I don't know that Curtis Hanson's "Wonder Boys" was ever going to be a hit or an awards season juggernaut, but it's hard to imagine how Paramount could've more thoroughly botched its release. The splendidly shaggy comedy based on Michael Chabon's 1995 novel boasted a stellar cast that included Michael Douglas, Tobey Maguire, Frances McDormand, and Robert Downey Jr. Paramount knew it had something on its hands, so it gave the film two theatrical rollouts.
Paramount wronged Curtis Hanson's Wonder Boys twice
Paramount first released "Wonder Boys" on February 25, 2000. It stars Douglas as Grady Tripp, a stoner novelist who toils under the crushing success of his first book. He now teaches a creative writing course at an unnamed, prestigious Pennsylvania university, where he finds himself confounded by his star student, James Leer (Maguire). Tripp has also complicated his position at the school by sleeping with the chancellor's wife (McDormand), who's discovered she's pregnant with his child. Meanwhile, his second novel, which his agent Terry Crabtree (Downey) is constantly hounding him about, has breached 2,500 pages and is nowhere close to being finished.
"Wonder Boys" is a hangout movie. It feints at being a road movie early on, but it stays close to home. Written by the great Steve Kloves ("The Fabulous Baker Boys") before we lost him to the "Harry Potter" franchise, it has a shambling narrative rhythm that gives it a 1970s New Hollywood feel. It was critically acclaimed, but it wound up being dumped to theaters (grossing $33.4 million at the box office against a $55 million budget) and never caught on with audiences or awards voters.

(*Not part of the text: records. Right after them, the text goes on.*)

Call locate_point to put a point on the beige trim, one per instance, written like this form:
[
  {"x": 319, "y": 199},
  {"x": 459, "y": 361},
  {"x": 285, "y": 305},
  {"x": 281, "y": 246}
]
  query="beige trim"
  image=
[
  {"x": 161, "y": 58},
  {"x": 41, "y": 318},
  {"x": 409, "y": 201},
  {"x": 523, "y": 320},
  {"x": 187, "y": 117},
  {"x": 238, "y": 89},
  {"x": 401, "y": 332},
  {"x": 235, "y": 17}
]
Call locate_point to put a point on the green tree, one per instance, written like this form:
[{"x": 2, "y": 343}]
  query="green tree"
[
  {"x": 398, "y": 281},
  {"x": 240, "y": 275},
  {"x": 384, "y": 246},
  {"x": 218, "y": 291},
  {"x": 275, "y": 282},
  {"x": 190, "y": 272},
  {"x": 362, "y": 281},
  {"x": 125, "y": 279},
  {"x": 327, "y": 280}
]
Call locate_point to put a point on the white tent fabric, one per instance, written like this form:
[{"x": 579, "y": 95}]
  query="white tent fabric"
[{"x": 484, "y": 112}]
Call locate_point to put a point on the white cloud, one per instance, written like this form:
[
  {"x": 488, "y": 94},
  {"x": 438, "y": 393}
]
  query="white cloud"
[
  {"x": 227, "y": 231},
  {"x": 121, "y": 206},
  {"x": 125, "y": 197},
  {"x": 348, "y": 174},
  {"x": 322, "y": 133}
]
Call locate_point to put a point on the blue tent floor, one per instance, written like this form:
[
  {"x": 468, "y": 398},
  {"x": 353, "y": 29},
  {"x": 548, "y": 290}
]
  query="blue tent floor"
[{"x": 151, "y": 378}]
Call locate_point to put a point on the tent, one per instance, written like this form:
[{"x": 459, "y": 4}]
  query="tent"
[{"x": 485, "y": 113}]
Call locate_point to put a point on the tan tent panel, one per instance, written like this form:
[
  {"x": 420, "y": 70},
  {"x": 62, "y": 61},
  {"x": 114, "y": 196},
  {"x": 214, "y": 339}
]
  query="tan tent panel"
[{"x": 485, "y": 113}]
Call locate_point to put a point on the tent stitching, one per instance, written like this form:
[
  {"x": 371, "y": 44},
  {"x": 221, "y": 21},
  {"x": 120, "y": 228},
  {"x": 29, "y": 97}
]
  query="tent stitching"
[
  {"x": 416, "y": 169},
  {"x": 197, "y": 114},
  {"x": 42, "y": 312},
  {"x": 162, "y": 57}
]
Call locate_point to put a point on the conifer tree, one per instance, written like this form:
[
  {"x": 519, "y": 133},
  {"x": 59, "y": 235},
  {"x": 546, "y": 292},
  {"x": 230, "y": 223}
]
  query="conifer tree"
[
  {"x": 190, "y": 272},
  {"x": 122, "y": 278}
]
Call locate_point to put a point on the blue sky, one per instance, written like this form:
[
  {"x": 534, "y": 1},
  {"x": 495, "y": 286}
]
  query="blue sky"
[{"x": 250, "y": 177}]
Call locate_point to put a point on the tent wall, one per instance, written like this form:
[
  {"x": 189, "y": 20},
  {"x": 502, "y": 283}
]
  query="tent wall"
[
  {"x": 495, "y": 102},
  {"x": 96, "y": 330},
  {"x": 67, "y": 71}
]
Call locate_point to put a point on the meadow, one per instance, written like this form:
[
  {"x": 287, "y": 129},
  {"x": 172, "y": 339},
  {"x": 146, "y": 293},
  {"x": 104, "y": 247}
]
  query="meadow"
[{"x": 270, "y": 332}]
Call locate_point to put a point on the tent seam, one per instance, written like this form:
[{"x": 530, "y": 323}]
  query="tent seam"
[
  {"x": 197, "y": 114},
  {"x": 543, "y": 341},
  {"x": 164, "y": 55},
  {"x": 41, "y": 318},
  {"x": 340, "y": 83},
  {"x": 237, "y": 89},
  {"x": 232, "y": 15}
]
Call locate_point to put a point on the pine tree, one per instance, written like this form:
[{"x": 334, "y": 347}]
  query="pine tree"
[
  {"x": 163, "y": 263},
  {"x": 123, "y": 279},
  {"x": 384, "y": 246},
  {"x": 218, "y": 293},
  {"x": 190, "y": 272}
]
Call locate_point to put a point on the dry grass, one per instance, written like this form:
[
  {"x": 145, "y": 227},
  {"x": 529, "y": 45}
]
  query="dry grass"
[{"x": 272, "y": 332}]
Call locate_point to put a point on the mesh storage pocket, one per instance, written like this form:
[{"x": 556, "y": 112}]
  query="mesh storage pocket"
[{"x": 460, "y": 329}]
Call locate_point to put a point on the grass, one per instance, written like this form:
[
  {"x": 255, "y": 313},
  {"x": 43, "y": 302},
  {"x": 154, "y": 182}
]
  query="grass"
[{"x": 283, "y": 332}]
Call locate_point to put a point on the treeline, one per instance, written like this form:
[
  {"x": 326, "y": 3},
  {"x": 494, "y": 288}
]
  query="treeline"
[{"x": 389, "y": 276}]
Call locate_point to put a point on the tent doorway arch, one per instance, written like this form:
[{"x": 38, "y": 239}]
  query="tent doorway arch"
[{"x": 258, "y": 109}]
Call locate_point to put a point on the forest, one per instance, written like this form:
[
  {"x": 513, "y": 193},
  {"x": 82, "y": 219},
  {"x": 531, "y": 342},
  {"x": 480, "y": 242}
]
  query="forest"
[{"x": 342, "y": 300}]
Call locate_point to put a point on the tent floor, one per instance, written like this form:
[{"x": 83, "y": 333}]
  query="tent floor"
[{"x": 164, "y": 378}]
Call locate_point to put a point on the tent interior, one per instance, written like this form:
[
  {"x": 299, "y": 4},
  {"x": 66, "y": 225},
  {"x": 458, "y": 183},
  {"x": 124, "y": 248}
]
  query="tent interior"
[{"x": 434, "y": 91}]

Paramount was encouraged to re-release the movie in November of 2000, but it was a half-hearted, 12-screen gesture. It should've debuted "Wonder Boys" at the 2000 Cannes Film Festival, where Hanson's crime masterpiece "L.A. Confidential" received rapturous reviews. The studio did this film dirty on multiple levels, which is why it is, at best, a cult curiosity today. I think it's one of the best movies of the 2000s, and I highly recommend that you throw it on tonight.